Apple’s iOS Character Bug and Internationalization (i18n)
It’s rare that an i18n issue makes the news. In fact, in a meeting a few years ago with an i18n and localization team, one member lamented just that. “Nobody gets fired for a character corruption issue. That just doesn’t make the news.” The context was that security issues get the attention and with that gobs of budget. There is nothing like the fear of a breach, lawsuits and public humiliation coming with an i18n or localization (L10n) shortcoming. However the problems can still be insidious.
Let’s look at Apple’s iOS bug. It actually did make news, but could have easily been missed in this week’s tumultuous news cycle.
As reported: When a user inserts a particular character from the Telugu language (India) on iOS or MacOS, the system crashes hard. This can even take place from within applications running on those systems. The character looks like this:
i18n and L10n Matter
Going back to our security bug comparison, let’s consider carrots and sticks. Security is a stick. Don’t handle it right and you get beaten. But if you perform i18n and L10n well, and you have a good product, you’re going to see a different kind of reward. This is absolutely no different than the benefits of paying attention to usability in your user interface. Software that works and behaves elegantly, has a competitive advantage with applications that may not. So it is for products that work well in any language and locale preference. Yes, there are some markets that are more US English tolerant, but they will still need all kinds of other locale formatting for a multitude of data like dates, numbers and addresses.
Want to grow? Go where the people are. Look at Facebook, with 87% of its users outside North America (including US, Mexico and Canada). Netflix has been growing consistently based on expanding their presence worldwide. Even consider technical products, whose managers perhaps had the excuse that system administrators have to learn English anyway. Have a listen to our webinar recording with Anna Schlegel, who leads Globalization efforts at NetApp. They place great strategic importance to their i18n and L10n efforts as a critical product strategy, and not just a checkmark.
If It’s So Important, Why Is It Hard?
There are many reasons why both i18n and L10n can be challenging. Developer teams are tasked with steadily implementing new features and fixes.
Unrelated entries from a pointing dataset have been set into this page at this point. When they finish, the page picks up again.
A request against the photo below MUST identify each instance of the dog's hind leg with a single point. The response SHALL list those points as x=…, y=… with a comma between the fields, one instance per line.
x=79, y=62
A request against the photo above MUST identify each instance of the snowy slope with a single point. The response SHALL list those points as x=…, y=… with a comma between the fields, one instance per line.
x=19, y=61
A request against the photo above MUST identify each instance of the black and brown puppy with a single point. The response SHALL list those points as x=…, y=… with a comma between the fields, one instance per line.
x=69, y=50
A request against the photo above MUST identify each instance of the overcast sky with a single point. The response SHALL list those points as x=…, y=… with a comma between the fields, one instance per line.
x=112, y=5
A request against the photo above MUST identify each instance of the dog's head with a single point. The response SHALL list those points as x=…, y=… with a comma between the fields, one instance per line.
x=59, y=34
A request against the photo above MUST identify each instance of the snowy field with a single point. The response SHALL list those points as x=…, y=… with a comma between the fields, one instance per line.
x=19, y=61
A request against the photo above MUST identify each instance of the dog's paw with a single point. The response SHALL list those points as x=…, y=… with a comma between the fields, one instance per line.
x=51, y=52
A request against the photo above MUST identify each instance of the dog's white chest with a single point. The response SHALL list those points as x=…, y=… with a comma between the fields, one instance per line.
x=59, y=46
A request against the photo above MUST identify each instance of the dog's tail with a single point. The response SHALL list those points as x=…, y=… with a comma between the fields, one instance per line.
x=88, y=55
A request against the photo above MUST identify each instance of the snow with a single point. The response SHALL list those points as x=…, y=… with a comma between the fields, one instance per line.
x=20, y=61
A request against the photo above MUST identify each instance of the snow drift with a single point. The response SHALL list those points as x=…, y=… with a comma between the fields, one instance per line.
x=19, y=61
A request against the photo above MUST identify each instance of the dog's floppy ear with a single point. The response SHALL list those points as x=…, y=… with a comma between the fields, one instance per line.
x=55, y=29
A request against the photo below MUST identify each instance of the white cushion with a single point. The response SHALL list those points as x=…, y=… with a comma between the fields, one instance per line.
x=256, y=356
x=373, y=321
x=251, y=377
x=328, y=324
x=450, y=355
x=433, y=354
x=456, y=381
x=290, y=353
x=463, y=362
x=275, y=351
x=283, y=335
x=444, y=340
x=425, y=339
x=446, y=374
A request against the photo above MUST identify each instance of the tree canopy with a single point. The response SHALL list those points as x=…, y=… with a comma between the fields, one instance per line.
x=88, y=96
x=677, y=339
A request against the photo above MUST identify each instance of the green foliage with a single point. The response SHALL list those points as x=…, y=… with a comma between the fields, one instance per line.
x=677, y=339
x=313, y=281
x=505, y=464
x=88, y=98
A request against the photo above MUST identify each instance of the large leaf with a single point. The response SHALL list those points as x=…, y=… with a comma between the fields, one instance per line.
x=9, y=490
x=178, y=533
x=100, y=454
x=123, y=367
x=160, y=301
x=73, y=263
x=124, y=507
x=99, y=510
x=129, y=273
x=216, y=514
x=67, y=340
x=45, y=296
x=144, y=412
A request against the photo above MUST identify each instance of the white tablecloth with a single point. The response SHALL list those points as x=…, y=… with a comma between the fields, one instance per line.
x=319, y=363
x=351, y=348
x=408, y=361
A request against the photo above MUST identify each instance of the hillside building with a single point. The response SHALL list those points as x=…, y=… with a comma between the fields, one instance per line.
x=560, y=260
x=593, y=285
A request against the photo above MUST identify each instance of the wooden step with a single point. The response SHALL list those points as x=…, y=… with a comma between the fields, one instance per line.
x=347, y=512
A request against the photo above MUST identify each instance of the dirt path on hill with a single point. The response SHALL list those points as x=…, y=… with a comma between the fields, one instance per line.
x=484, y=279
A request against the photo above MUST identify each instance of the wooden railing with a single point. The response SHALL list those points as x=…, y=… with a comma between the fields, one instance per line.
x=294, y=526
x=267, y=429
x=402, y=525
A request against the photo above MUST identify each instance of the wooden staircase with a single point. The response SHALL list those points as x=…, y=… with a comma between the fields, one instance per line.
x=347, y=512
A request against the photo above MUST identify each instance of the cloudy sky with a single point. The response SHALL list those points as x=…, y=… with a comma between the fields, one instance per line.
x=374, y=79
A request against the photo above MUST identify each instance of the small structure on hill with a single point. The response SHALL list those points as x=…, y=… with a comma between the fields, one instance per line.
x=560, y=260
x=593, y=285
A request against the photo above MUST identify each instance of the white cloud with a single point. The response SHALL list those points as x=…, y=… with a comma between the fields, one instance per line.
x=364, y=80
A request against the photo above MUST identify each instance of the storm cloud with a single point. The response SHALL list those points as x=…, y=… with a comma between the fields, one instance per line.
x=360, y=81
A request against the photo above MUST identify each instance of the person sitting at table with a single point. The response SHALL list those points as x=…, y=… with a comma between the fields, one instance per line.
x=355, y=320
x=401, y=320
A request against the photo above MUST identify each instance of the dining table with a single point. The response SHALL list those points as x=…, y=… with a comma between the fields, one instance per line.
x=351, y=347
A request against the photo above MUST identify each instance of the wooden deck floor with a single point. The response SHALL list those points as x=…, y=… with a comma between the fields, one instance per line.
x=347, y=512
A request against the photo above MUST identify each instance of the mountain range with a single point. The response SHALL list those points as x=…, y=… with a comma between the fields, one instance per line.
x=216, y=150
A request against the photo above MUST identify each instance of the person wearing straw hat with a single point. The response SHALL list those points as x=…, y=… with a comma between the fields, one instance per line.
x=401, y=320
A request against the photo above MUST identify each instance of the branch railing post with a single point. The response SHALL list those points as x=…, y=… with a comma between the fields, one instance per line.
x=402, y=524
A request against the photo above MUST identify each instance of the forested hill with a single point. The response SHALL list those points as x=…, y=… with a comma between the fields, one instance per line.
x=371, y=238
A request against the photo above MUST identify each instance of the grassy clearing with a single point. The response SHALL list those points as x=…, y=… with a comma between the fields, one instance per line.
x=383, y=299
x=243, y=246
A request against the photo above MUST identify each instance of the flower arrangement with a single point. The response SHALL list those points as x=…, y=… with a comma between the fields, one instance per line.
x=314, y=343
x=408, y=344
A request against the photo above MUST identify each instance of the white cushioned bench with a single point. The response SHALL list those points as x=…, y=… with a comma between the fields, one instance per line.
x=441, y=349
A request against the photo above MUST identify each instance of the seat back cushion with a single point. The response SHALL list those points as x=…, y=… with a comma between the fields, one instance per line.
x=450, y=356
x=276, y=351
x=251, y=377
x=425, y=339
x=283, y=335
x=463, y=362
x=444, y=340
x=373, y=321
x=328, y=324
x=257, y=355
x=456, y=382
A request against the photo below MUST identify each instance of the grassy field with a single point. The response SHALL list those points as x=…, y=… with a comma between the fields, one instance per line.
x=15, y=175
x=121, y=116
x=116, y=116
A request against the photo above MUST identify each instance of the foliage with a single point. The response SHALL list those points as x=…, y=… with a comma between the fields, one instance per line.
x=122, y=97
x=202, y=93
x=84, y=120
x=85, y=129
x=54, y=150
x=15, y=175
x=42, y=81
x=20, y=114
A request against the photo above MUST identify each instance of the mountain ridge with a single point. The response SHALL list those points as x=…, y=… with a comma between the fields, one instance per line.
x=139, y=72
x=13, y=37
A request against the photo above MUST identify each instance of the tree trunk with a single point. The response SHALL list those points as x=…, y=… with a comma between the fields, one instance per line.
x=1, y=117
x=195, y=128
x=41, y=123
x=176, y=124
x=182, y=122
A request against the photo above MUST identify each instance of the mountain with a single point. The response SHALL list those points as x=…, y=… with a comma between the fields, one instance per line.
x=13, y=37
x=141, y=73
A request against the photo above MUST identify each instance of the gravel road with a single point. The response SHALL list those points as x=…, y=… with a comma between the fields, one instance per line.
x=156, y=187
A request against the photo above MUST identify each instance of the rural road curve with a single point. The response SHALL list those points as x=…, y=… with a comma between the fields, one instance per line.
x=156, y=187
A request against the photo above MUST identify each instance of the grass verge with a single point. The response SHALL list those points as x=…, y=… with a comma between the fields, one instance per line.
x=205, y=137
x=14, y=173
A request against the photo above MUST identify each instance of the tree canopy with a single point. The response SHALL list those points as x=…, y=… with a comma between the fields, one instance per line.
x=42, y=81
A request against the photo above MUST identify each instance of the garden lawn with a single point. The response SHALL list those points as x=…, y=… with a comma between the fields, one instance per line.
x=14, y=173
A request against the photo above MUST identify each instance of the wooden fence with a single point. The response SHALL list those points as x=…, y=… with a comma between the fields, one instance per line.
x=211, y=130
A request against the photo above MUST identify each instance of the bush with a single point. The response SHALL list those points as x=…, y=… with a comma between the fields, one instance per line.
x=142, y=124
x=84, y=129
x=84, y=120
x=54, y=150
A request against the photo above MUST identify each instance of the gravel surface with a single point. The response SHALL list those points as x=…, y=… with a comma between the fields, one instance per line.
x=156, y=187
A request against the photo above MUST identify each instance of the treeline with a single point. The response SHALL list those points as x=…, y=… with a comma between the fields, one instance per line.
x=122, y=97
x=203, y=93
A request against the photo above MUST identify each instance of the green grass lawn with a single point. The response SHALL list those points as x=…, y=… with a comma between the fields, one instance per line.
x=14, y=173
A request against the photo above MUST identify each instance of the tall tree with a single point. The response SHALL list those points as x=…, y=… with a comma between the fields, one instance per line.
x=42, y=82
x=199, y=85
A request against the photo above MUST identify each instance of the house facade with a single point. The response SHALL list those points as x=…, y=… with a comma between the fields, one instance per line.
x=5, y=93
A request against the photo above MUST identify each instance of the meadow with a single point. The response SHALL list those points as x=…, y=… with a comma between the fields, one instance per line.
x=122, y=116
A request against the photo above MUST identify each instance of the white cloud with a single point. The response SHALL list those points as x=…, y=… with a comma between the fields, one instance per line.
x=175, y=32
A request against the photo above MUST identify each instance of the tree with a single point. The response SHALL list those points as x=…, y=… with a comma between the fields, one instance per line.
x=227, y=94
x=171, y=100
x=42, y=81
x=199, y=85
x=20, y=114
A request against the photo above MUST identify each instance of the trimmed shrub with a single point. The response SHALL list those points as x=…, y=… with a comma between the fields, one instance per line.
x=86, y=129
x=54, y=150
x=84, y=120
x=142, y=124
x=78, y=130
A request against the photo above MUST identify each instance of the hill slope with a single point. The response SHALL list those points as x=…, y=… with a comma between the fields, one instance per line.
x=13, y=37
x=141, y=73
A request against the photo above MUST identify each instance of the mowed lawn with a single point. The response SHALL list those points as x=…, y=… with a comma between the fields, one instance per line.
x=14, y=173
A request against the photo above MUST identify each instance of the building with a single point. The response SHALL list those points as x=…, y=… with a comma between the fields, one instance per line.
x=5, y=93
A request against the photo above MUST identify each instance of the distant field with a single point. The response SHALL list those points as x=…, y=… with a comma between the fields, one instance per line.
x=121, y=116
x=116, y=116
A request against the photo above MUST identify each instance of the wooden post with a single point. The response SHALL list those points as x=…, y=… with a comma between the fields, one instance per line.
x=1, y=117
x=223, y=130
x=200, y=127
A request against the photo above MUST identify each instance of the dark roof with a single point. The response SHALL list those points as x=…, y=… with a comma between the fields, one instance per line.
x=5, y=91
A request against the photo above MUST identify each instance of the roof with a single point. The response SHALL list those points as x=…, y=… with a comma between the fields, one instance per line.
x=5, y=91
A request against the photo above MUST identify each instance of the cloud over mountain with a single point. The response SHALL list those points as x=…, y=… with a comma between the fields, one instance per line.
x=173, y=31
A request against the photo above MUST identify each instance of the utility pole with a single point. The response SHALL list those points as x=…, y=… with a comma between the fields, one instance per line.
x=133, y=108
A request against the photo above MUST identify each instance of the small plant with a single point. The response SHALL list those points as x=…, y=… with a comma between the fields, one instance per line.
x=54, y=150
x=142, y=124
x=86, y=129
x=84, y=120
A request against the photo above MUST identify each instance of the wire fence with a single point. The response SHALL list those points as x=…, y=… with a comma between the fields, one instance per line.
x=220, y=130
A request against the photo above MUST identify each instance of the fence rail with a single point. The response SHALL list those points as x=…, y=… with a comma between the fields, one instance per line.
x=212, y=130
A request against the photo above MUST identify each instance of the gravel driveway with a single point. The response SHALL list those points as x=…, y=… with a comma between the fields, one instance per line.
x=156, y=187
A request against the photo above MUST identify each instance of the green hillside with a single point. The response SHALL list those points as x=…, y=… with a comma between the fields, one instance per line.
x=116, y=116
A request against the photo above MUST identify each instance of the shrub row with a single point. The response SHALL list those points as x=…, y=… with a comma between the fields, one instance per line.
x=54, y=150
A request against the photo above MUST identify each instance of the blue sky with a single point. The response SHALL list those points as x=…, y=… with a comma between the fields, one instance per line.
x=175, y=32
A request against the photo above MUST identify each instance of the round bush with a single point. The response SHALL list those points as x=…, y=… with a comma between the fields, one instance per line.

I18n requirements are often not fully understood. You have organizational turnover, far flung teams, disparate understanding of i18n, and the fact that perfectly functional development may deliver the feature, but not the locale requirement. Testing may or may not ever directly relate to i18n and L10n within the same sprint. Then figure that you have multiple sprints and often source control branches being fired off concurrently. Even more experienced companies with their own internal technology investments tend to have a jury-rigged series of scripts that still depend on human action and are subject to process error and delay.
This is where our Lingoport Suite software for managing i18n and L10n can make for significant gains in quality, time to market and development savings. It is natural that if you find i18n issues during the day’s development tasks, you can fix them easily and quickly without any backlog or impact on your development velocity. Same goes for localization changes. Automate those, and you can stay right on target and never have to search for changes and updates to files. If one little string changes, it’s no big deal. The updated translation is automated out and back into your code. Plus it’s all made visual via dashboard and controllable even through collaboration tools like Slack. Even the QA team has continuously updated test cases, so that US English (or whatever your home language may be) is just another locale.
Back to the Apple Bug
I did a little reading plus reached out to a few experts beyond our team, to pin down what might have happened at Apple. Their situation is probably not a simple case of using some deprecated function or locale unsafe class. Apple does support Unicode after all. It’s a bit surprising that one Unicode character out of some 55,000 in the first Unicode plane would cause such problems. As a (useless) guess, something is going wrong at the OS level when the character is processed and displayed. Perhaps the character processing algorithm, in this case, leads to a buffer overflow. Even if you don’t expect to converse in Telugu, nefarious types are using the character in text bombs to disable Apple devices. A fix is forthcoming.
Why This Matters:
It’s unlikely that you’ll run into a bug this complex within typical application development. But this is an excellent illustration that it’s far less painful to get i18n and L10n right before release. Have good systems for finding and fixing issues like embedded strings, concatenations, functions/classes that aren’t locale safe, character encoding bottlenecks, and programming patterns that mess up your intended results. Then take out the file nanny busy work around localization updates so every sprint is easily localized. Win over your worldwide customers with software that’s up to date with their own preferred locale behavior and language.